A concessão por parte de alguns municípios de contratos de gestão da água a empresas privadas, parte do princípio que o sector privado é mais eficiente que o sector público na gestão de distribuição de água. Além disso, a atribuição destes contratos a privados pretende repartir o custo da manutenção da rede de fornecimento de água, entre ambos - público e privado. Em teoria, a melhor gestão, garantida por empresas privadas,  racionalizará os custos e, consequentemente, resultará numa redução das taxas impostas aos utilizadores. Teoricamente, reitero.


Há, todavia, um outro lado da moeda: os modelos privados prejudicam, muitas vezes, a comunidade.
A cronologia, da entrega a privados da distribuição da água, tem vários episódios que mostram que a privatização dos recursos hídricos, em vez da redução prevista, levou a aumentos substanciais nos custos - no caso francês (estudo de 1999) a água distribuída por privados era, ao tempo desse estudo, 13% mais cara do que a distribuída pelos vários serviços municipalizados; no caso da Bolívia, a privatização da gestão da rede levou a aumentos de, cerca, de 600% no preço da água, tendo como resultado um aumento - nos bairros mais pobres - da fatura mensal (de 3,8 euros para 13 euros - cerca de 20% do salário médio boliviano); no caso da Argentina, a privatização do abastecimento de água e esgotos não contemplou as famílias de baixos rendimentos, tendo como resultado final a subsidiação, por parte  do governo argentino, - e apesar da privatização - dos custos das ligações à rede, destas famílias, com fundos públicos.

Um outro risco associado à privatização da água tem a ver com  a tentativa de racionalização dos custos que, nalguns casos, é conseguida recorrendo à saída de funcionários (mesmo que qualificados), levando a disfunções na gestão da rede e a um claro prejuízo para a comunidade.

Muitas vezes, a privatização da água é resultado da pressão das instituições financeiras (Banco Mundial ou o FMI), que pretendem que a gestão da água seja feita pelo sector privado, apresentando como argumento, que este é capaz de apresentar crescimento, eficiência e um maior valor acrescentado para a sociedade, comparativamente ao sector público. No entanto, sabendo que as empresas privadas são orientadas por  escolhas racionais, cujos critérios para avaliação estão directamente ligados aos resultado das suas acções, deverá existir uma profunda reflexão sobre a validade deste modelo para a gestão dos recursos hídricos, especialmente quando falta um controlo incisivo e eficaz do Estado.
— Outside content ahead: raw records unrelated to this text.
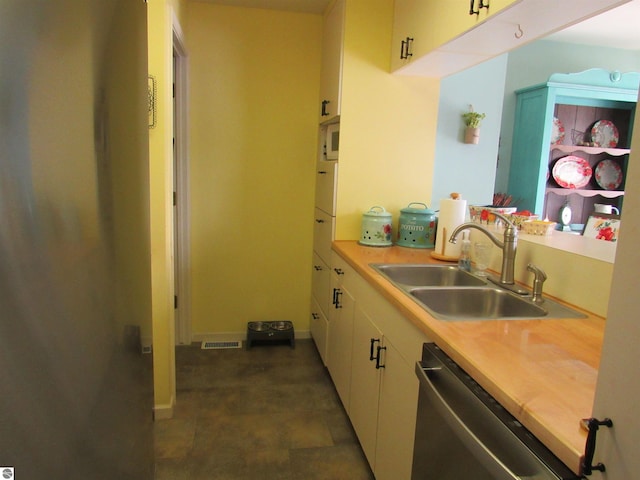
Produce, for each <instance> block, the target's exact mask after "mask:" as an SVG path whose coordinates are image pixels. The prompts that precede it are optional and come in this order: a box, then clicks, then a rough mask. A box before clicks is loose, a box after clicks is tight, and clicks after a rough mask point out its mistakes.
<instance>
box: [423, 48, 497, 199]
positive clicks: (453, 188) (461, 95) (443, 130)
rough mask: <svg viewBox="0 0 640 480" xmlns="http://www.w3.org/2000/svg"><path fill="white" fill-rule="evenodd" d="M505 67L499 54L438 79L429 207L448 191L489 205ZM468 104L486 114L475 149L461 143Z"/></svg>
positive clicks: (440, 197) (495, 176)
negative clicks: (434, 129) (437, 88)
mask: <svg viewBox="0 0 640 480" xmlns="http://www.w3.org/2000/svg"><path fill="white" fill-rule="evenodd" d="M506 67H507V55H501V56H499V57H497V58H494V59H492V60H489V61H486V62H484V63H482V64H480V65H478V66H475V67H472V68H469V69H467V70H465V71H463V72H460V73H457V74H455V75H451V76H449V77H446V78H443V79H442V80H441V83H440V102H439V106H438V127H437V134H436V148H435V166H434V178H433V194H432V198H431V205H430V207H431V208H434V209H438V208H439V205H440V200H441V199H443V198H448V197H449V194H450V193H451V192H459V193H461V194H462V198H464V199H466V200H467V203H468V204H469V205H487V204H490V203H491V202H492V198H493V191H494V181H495V177H496V158H497V154H498V142H499V132H500V122H501V116H502V100H503V98H504V86H505V76H506ZM469 104H471V105H473V108H474V110H475V111H476V112H484V113H486V114H487V117H486V118H485V119H484V120H483V121H482V124H481V130H480V143H479V144H477V145H468V144H465V143H464V142H463V139H464V129H465V127H464V122H463V119H462V114H463V113H464V112H466V111H468V110H469Z"/></svg>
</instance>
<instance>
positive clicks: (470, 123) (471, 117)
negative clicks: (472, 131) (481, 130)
mask: <svg viewBox="0 0 640 480" xmlns="http://www.w3.org/2000/svg"><path fill="white" fill-rule="evenodd" d="M486 116H487V115H486V114H484V113H478V112H474V111H473V105H469V111H468V112H465V113H463V114H462V118H464V124H465V125H466V126H467V127H471V128H478V127H480V122H481V121H482V120H483V119H484V117H486Z"/></svg>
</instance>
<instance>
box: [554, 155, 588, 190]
mask: <svg viewBox="0 0 640 480" xmlns="http://www.w3.org/2000/svg"><path fill="white" fill-rule="evenodd" d="M591 174H592V170H591V166H590V165H589V162H587V161H586V160H585V159H584V158H582V157H577V156H575V155H568V156H566V157H562V158H561V159H560V160H558V161H557V162H556V164H555V165H554V166H553V170H552V171H551V175H553V178H554V180H555V181H556V182H558V185H560V186H561V187H562V188H582V187H584V186H585V185H587V184H588V183H589V180H591Z"/></svg>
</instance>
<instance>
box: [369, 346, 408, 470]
mask: <svg viewBox="0 0 640 480" xmlns="http://www.w3.org/2000/svg"><path fill="white" fill-rule="evenodd" d="M385 343H386V344H385V347H386V350H385V351H384V373H383V376H382V380H381V385H380V405H379V408H378V442H377V445H376V466H375V475H376V480H410V478H411V465H412V462H413V443H414V437H415V428H416V413H417V408H418V388H419V386H418V378H417V377H416V375H415V373H414V365H409V364H407V362H405V361H404V359H403V358H402V356H401V355H400V353H399V352H398V350H397V349H396V348H395V347H394V346H393V344H392V343H390V342H389V339H386V342H385Z"/></svg>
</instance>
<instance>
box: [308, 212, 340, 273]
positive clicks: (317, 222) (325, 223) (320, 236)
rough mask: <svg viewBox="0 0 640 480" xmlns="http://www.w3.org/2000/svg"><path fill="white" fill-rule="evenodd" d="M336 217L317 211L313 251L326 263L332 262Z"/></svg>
mask: <svg viewBox="0 0 640 480" xmlns="http://www.w3.org/2000/svg"><path fill="white" fill-rule="evenodd" d="M334 222H335V217H332V216H331V215H329V214H328V213H326V212H324V211H322V210H320V209H319V208H316V209H315V218H314V231H313V250H314V252H316V253H317V254H318V255H319V256H320V258H322V260H324V261H325V262H326V263H329V262H330V261H331V241H332V240H333V229H334Z"/></svg>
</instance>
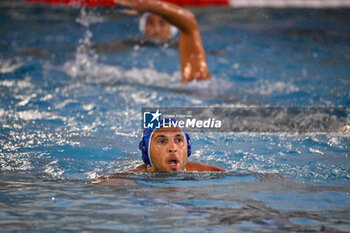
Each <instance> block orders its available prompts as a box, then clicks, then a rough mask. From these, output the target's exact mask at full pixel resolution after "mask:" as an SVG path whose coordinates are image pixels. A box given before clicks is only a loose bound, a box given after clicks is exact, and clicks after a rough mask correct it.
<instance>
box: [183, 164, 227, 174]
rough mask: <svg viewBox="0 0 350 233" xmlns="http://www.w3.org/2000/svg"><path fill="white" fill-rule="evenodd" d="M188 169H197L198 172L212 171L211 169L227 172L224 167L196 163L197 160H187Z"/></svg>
mask: <svg viewBox="0 0 350 233" xmlns="http://www.w3.org/2000/svg"><path fill="white" fill-rule="evenodd" d="M186 170H187V171H197V172H211V171H218V172H226V170H225V169H224V168H222V167H219V166H215V165H206V164H202V163H196V162H187V165H186Z"/></svg>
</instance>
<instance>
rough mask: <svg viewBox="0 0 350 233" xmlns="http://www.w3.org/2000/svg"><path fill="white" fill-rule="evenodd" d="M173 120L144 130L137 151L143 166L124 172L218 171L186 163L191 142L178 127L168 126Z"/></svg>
mask: <svg viewBox="0 0 350 233" xmlns="http://www.w3.org/2000/svg"><path fill="white" fill-rule="evenodd" d="M170 121H172V122H176V120H174V119H165V120H164V123H163V124H162V126H161V127H160V128H159V129H155V130H153V129H144V131H143V134H142V139H141V141H140V144H139V149H140V151H141V154H142V160H143V162H144V164H142V165H139V166H138V167H136V168H134V169H131V170H128V171H126V172H147V171H148V172H155V171H156V172H174V171H198V172H203V171H220V172H225V171H226V170H225V169H223V168H221V167H218V166H214V165H205V164H201V163H196V162H190V161H188V160H187V159H188V157H189V156H190V155H191V140H190V137H189V135H188V134H187V133H185V132H184V131H183V130H182V129H181V128H180V127H178V126H177V127H174V126H173V125H174V124H169V123H170Z"/></svg>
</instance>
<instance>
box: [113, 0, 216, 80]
mask: <svg viewBox="0 0 350 233" xmlns="http://www.w3.org/2000/svg"><path fill="white" fill-rule="evenodd" d="M114 1H115V2H116V3H117V4H120V5H123V6H128V7H131V8H133V9H135V10H136V11H137V12H138V13H142V14H143V16H142V17H141V19H140V30H141V31H142V32H143V33H144V34H145V36H146V37H147V39H149V40H151V41H159V42H164V41H169V40H170V39H171V38H172V37H174V36H175V35H176V33H177V28H178V29H179V30H180V39H179V51H180V61H181V71H182V79H181V82H190V81H193V80H204V79H209V78H210V72H209V69H208V66H207V62H206V58H205V51H204V48H203V44H202V39H201V36H200V33H199V29H198V26H197V22H196V18H195V16H194V15H193V13H192V12H191V11H189V10H187V9H184V8H181V7H179V6H177V5H174V4H170V3H165V2H160V1H157V0H114ZM173 25H174V26H173Z"/></svg>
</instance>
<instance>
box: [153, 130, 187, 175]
mask: <svg viewBox="0 0 350 233" xmlns="http://www.w3.org/2000/svg"><path fill="white" fill-rule="evenodd" d="M150 155H151V161H152V165H153V169H155V171H164V172H172V171H184V170H185V169H186V164H187V143H186V139H185V136H184V133H183V132H182V130H181V129H180V128H179V127H176V128H175V127H170V128H164V127H162V128H160V129H157V130H156V131H154V133H153V135H152V138H151V145H150Z"/></svg>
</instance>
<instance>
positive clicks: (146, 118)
mask: <svg viewBox="0 0 350 233" xmlns="http://www.w3.org/2000/svg"><path fill="white" fill-rule="evenodd" d="M161 115H162V113H160V112H159V109H157V111H156V112H143V128H145V129H159V128H160V116H161Z"/></svg>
No que concerne ao sector público, há um rol de exemplos que demonstram que a gestão é ineficiente e não respeita os mais elementares princípios de racionalidade económica. Todavia,  este paradigma pode ser alterado - relembro, para isso, o caso holandês, onde a Vitens e Evides adoptaram modelos de gestão privada, procurando maximizar os seus lucros.
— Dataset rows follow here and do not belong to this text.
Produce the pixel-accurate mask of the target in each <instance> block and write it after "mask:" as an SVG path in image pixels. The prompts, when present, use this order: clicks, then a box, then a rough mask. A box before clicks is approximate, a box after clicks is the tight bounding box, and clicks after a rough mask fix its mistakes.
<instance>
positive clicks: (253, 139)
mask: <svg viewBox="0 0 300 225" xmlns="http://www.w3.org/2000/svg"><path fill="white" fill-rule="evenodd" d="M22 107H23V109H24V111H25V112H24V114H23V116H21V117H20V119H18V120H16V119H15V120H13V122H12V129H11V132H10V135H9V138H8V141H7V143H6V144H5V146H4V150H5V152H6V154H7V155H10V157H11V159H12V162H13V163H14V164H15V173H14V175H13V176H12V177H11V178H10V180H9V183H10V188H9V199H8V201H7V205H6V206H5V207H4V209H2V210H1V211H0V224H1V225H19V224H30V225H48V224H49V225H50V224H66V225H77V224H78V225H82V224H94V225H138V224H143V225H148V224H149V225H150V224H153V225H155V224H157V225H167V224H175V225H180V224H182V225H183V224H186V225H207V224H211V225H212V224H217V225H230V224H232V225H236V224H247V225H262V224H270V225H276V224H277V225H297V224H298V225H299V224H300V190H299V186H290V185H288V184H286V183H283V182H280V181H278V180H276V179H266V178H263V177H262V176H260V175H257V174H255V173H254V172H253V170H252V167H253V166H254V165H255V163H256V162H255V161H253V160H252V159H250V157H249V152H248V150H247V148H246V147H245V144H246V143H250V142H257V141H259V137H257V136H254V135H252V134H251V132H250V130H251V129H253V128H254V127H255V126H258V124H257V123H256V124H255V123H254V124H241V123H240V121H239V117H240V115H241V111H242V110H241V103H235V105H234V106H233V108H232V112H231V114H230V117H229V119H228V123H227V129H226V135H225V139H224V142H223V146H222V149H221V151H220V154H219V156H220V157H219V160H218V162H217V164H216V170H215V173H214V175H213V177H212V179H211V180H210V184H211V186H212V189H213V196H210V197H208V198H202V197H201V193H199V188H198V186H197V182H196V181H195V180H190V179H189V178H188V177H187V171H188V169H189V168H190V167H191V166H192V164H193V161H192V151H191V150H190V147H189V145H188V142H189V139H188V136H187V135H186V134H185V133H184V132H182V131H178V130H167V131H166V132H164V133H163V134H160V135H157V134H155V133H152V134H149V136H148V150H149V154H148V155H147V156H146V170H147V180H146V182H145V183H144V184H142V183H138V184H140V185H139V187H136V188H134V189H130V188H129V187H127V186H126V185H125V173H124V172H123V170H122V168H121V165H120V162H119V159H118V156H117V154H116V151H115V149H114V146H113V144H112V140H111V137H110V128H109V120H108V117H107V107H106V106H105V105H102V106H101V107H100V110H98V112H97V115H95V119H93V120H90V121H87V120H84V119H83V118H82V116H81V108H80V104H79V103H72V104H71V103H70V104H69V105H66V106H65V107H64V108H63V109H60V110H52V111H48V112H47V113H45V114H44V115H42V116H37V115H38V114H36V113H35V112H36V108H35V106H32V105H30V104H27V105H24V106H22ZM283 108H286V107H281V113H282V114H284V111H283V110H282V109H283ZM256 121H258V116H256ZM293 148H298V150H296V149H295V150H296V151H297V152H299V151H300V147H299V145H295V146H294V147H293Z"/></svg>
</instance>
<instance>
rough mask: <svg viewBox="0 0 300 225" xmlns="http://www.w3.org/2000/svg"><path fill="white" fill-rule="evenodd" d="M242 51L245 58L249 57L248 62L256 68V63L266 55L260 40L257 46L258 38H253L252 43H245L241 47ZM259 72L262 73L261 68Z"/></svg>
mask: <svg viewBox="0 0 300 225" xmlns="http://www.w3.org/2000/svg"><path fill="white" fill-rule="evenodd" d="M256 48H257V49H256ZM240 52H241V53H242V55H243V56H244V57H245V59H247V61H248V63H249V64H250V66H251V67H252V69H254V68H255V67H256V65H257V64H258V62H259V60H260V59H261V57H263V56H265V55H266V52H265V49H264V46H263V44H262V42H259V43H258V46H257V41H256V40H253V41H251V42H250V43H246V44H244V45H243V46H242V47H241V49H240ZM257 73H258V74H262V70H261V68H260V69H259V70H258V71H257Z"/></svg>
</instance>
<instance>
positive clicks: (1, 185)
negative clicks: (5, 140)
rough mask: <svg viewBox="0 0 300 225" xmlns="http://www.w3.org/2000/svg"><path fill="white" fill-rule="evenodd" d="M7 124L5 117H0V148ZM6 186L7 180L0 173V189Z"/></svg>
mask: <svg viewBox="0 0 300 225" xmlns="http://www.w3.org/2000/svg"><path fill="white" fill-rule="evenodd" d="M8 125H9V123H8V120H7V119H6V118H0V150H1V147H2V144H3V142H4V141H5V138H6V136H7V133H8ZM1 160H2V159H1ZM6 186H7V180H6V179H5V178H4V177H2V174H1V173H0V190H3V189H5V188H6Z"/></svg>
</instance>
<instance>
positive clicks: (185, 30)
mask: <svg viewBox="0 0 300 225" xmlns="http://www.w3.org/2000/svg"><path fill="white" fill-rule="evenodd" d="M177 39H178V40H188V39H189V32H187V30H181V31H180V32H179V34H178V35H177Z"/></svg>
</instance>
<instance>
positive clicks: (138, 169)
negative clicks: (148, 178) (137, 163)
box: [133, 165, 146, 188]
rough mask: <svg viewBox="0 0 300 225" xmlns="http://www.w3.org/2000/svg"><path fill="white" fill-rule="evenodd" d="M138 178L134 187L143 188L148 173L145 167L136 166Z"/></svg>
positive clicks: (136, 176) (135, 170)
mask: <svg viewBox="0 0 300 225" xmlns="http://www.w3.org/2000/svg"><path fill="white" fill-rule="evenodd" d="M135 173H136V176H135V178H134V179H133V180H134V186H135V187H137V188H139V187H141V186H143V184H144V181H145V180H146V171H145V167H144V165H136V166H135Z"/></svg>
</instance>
Ainda a este respeito - gestão pública versus gestão privada - forneço o link de um trabalho efectuado na Universidade de Granada que pode - e deve - suscitar a reflexão de todos aqueles que se interessam pelo tema. O trabalho pode ser consultado neste link: La gestión del servicio de abastecimiento de agua en las ciudades ¿empresa pública o privada? nele, os autores, através da DEA (Data Envelopment Analysis ou Análise Envolvente de Dados), uma técnica baseada em modelos de programação linear, aferem a eficiência relativa da gestão privada versus a gestão pública.
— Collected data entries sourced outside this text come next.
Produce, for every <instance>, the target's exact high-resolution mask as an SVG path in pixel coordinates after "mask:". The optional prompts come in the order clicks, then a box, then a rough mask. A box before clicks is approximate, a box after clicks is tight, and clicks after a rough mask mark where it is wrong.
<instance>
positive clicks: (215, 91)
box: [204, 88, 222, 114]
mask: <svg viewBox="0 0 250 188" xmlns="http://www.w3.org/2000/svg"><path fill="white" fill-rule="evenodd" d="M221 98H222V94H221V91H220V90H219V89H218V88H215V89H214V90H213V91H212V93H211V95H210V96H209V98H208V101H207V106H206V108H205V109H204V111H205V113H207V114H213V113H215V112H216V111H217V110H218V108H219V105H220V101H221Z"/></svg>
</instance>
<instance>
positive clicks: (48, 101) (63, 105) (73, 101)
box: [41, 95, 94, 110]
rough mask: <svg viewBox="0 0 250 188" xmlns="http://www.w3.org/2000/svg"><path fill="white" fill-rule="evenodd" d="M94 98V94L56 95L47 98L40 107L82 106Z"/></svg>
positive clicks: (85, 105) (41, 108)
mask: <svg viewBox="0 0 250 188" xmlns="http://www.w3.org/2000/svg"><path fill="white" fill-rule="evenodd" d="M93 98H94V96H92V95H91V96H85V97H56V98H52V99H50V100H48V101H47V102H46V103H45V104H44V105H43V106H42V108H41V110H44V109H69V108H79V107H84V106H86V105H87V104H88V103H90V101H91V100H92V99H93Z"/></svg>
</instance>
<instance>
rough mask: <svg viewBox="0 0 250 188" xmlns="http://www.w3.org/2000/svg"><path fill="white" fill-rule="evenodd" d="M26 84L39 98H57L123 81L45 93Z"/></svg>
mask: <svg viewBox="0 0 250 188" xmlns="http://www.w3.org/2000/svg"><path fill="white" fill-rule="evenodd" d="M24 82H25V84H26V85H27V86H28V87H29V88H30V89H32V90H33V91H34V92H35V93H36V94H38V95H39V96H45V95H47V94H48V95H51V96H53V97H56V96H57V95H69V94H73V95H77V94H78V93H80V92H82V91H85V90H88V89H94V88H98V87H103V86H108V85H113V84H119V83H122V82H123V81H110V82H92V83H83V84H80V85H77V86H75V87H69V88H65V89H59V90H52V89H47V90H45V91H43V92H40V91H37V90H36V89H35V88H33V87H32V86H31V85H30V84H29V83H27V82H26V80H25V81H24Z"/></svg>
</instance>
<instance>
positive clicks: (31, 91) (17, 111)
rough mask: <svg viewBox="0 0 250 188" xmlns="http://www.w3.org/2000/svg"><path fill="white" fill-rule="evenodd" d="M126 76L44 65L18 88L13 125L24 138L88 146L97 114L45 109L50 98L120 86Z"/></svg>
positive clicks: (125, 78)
Em conclusão, se a água é um bem comum, só um sistema eficiente de controle pode oferecer garantia adequada para enfrentar os riscos decorrentes de uma gestão ineficaz dos recursos hídricos, seja ela pública ou privada. Em Portugal, os exemplos da entrega da concessão a privados também não prima pelos melhores resultados (o caso da Câmara de Barcelos ou do Marco de Canavezes são paradigmáticos), por isso deixo a questão: mudar para quê? E se, em vez de experimentalismos com um recurso vital, tornássemos a sua gestão, entregue ao sector público, mais eficiente?